A few months ago I started a series about governing AI usage on AWS. In Part 1 we covered how to give developers governed access to LLMs from Day 0: IAM Policies, Guardrails, Inference Profiles, and a budget cut mechanism per team. If you haven't read it yet, I'd recommend starting there.
Spanish Podcast: Cloud para Todos
But there was one thing that kept bugging me: We couldn't tell who inside a team was driving the consumption. We'd cut the entire team's access, and then had to build a custom solution with Model Invocation Logging just to figure out who was responsible.
Well, AWS just solved the visibility part natively.
Blocking all access? That's still a different story, and I think doing it natively without a proxy is complex (for now).
What did AWS announce?
In April 2026, Amazon Bedrock launched support for cost allocation by IAM principal, in plain English, by user or IAM role, directly in Cost Explorer and CUR 2.0 (Cost and Usage Report).
Amazon Bedrock now supports cost allocation by IAM principal, such as IAM users and IAM roles, in AWS Cost and Usage Report 2.0 (CUR 2.0) and Cost Explorer.
In short: when your dev runs aws sso login and calls a Bedrock model, AWS now automatically records who made that call (after activation) and how much it cost.

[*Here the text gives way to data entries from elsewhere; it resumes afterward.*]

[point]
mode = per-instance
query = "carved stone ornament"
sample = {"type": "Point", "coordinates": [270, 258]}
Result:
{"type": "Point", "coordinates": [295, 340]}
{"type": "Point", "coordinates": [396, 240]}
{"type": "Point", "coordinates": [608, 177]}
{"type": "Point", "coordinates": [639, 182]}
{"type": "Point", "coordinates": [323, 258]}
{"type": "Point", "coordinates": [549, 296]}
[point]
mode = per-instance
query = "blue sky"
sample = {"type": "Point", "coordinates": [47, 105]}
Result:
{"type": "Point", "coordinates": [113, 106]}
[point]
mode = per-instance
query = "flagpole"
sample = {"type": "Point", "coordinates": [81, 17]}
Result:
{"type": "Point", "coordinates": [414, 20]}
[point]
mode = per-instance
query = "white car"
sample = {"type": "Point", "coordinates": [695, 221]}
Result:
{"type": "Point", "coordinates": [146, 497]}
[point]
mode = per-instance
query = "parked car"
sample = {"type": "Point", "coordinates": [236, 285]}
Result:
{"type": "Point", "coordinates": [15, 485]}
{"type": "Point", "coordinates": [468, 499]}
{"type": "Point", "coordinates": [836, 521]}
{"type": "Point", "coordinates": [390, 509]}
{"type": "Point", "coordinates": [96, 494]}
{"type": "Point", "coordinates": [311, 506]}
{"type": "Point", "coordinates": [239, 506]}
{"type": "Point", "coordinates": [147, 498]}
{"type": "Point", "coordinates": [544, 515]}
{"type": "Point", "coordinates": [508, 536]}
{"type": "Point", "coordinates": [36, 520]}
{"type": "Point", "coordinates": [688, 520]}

No proxies, no custom Lambdas, no CloudTrail scraping.
One thing you need to understand right away: this feature is about billing, not enforcement. Data arrives in CUR 2.0 and Cost Explorer with 24-48 hours of latency. That means you can see who spent how much, but you cannot block access in real time with this data. For that, the Budget Cut Lambda from Part 1 is still necessary.
Sorry for AWS Budgets, you can't use it.
What changes from the prev version of this serie?
| Mechanism | Granularity | What it solves |
|---|---|---|
| Inference Profile + Resource Tags | Per team / workload | "How much did the backend team spend on Haiku?" |
| IAM Principal Cost Allocation (NEW) | Per user / role | "How much did user@company.com spend across all models?" |
Combined, you get the full cost picture: who spent how much, on which model, for which team. But remember: you see this picture with a 24-48h delay. It's for analysis and chargeback, not real-time enforcement.
Prerequisites
Everything from Part 1, plus:
-
Tags on your IAM users/roles with business attributes (
team,business-unit,project) - Access to the Billing and Cost Management console (if using Organizations, you do this from the management account)
- CUR 2.0 enabled (legacy CUR doesn't support this)
Step by step: setting up IAM Principal Cost Allocation
Step 1: Tag your IAM Principals
If you use SSO, each Permission Set creates a role in the target account with format AWSReservedSSO_{PermissionSetName}_{hash}. These roles can be tagged.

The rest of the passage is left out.